With the budget cuts, there are few to no counselors in schools to help with these things. The grant I mentioned ran its course and has not been renewed so class sizes will be going up in those schools. There is a desire to expand the CTE programs in schools and that should not be affected, other than seeing increase in class sizes and an absence of other electives that students may have enjoyed, because of funding problems.
It is extremely important that all children across the world try to see their goals and dreams realized but [these problems] are hardly relegated to developing countries and extend to our own cities and rural communities right here in the United States.
Vesko: Another aspect of the UN Global Education First Initiative is that we need to foster a “global citizenship” and “cultivate an active care for the world and those whom we share it with.” Are Philadelphia public schools able to adopt this kind of education? Is there any evidence that they have been promoting a “global citizenship?”

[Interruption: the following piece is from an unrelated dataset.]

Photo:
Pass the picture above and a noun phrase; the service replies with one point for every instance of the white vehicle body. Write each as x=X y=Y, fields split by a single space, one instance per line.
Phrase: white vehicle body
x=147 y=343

Jeremy: I think Philadelphia public schools are able to adopt it but it all comes to the question as to who would incorporate that education and where would the focus come from. You can see some ideas of global citizenship and understanding for global concerns in the schools but there is also disconnect with some students who may not have been outside their neighborhood or city before much less know or care about the world around them. The priorities of the school district have been on state test scores and as long as that is the tool of judgment by the state, other initiatives such as UNEF’s will not be focused as highly as it should be.
Vesko: It seems that we are on a path that there will still be schools in Philly (and the rest of the U.S.) that fail to live up to UNESCO standards for 2015 agreed upon in 2000 at the World Education Forum in Dakar. How do you feel about this and were these goals unrealistic for Philadelphia in 2015 when they were made 13 years ago?
Jeremy: I think some of those are goals that we are approaching and others are not. I believe that the literacy rate is increasing and opportunities for a more gender-neutral educational experience are being realized. Early childhood education has been increased in Philadelphia but cuts have taken a lot of that away for next year.
Having students meet measurable goals is where we really will fall short, and to receive a quality education. To have students meet these goals they have to have a quality education from pre-kindergarten through 12th grade, which I do not believe they always get. There is also an absence of parental involvement in many of our students’ formative and developing years. We are really looking at a paradigm shift for many parents in the city that they need to stay involved and expose their children to things starting at a young age and through high school. I think that is a very hard task to achieve in 15 years and was somewhat unrealistic.
Vesko: Well Jeremy, thank you so much for you time and insight! Things do seem gloomy for the future of Philly’s schools and students, but I think we’ll be okay as long as there are committed educators like you in the system.
Jeremy: Thanks Vesko… I’m doing some soul searching to see how I want to address these things cause I’m tired of seeing them continuing.